Football has now turned into a sanctuary for Scott, but the Bruins have been struggling through a 1-4 season. Scott has used the lessons he’s learned recently to try and get his team back on track.
“I’m trying to keep everybody’s heads up and positive and working hard,” Scott said. “It’s that we’re not playing as a team. We’ve been playing as individuals instead of together. Once we start playing together, we’ll start winning games.”
Scott grew up in Long Beach, where he started playing flag football in kindergarten. He went on to play Pop Warner football with the Long Beach 49ers in fifth grade. His dad only coached one of his teams and was never an overbearing football parent.
“He was a huge part of everything in my life,” Scott said of his dad. “He never went into detail (about his playing days) but I always heard from his friends, ‘Your dad was a really great player.’ I liked that he let me
do my own thing and learn from myself while also taking tips from him.”
“He was just an awesome dad,” Marcia said. “He was always with them. He’s forever present in his boy’s life. And if you didn’t have a dad, he would definitely be your dad.”
Marcia added that the Senior Night ceremony at Wilson earlier this month was a very emotional moment for her, Josh and his older brother Jeremiah, who also played football at Wilson.
“I just wish his dad could see this and be a part of this to make our family complete,” Marcia said. “But I was happy and proud of Josh. I told him his dad would be really, really proud of him right now.”
Joseph Scott also left his mark on the Wilson football program by being an integral part of the booster club. He helped the school get sponsors and hang the banners on the corner of Seventh Street and Ximeno Avenue.
Former coach Mark Ziegenhagen and other Bruins coaches spoke at Joseph’s funeral service.
“They all wanted to show support to Josh and wanted Josh to know how much they respected his dad for all he did for the football department,” Marcia said.
Scott said his goals are to attend a university where he can possibly play football. He’s hoping that playing in the Tiki Bowl in Florida this December will get him some looks from college coaches. Scott also wants to study law in college like his dad.
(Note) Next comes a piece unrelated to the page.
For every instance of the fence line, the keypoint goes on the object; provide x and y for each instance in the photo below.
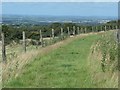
(75, 31)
“It’s very frustrating,” Scott said of the recent fight for reformed social justice in America. “Watching it pretty much every day, there’s always something new. I’m trying to make a difference. I want to leave an impact by promoting change.”
“I never had a problem with Josh in school, he’s always been pretty much a straight A student,” Marcia said. “He excelled and was doing spelling bees at 3 and 4. He gave a long speech at his kindergarten graduation. He just did his work and was a good friend to his classmates.”
Scott also said he enjoys reading about historical figures. Martin Luther King Jr. is one of his favorites, and he found a quote this year that has helped him though such a challenging time. It reads, “Only in the darkness can you see the stars.”
“He definitely matured,” Marcia said of his son’s growth this year. “He speaks his mind more. He really seems strong. He really does. It’s real. It’s not like he’s trying to do it for mom.”
Scott and Wilson travel to Veterans Memorial Stadium on Friday to face Long Beach Poly.